# Worldviews in Movies



## Scott (Jan 3, 2006)

I am probably going to be teaching an apologetics class to our high school youth in the Spring. I was thinking about using movies as a vehicle to illustrate worldviews and am planning on getting Godawas stuff on that. Anyway, I wanted to show clips of movies to illustrate different views. Also, to get the kids to understand that worldviews pervade everything, including the movies they watch. What movies / clips would people recommend? 

For example, I was going to use the clip from Star Wars Episode 3 of Yoda's discussion with Anakin about having no attachment to people to illustrate certain eastern views of morality.

I was also going to use the clip of the Disney animated Pocahontas in which Pocahontas sings a long song about pantheism (the circle of life).

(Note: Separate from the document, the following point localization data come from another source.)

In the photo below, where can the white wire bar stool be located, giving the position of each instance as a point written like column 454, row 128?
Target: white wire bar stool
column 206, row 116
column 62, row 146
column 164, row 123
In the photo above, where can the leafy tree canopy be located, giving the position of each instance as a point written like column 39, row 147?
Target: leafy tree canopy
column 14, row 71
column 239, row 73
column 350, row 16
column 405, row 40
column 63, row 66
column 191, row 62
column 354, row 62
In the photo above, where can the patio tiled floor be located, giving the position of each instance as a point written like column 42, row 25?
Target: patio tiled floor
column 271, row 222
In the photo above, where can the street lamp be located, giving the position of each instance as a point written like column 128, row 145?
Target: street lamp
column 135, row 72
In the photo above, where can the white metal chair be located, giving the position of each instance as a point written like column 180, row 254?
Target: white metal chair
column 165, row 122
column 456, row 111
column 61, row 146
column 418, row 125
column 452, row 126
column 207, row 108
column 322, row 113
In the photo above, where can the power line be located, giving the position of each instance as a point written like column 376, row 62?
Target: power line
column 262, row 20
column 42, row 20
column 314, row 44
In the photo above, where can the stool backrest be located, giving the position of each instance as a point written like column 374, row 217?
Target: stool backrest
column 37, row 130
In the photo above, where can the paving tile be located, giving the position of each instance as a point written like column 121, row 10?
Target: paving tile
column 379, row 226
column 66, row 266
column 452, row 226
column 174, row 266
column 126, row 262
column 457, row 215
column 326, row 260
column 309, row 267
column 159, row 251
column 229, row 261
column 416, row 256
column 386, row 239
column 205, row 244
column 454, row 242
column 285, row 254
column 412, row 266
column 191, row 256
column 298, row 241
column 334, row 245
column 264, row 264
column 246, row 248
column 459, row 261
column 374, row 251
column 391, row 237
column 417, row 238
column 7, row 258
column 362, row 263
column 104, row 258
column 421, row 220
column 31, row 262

Anyway, what else would people recommend?


----------



## crhoades (Jan 3, 2006)

Our church is having a men's retreat Jan. 20-21 and this topic will be covered. They are having movie clips etc. as well. I'll report back what they used. Now if I can only remember....


----------



## ReformedWretch (Jan 3, 2006)

In that same Episode III film Obi-Wan scolds Anakin that only "Sith believe in absolutes".


----------



## Vytautas (Jan 3, 2006)

Groundhog Day was solipsist.


----------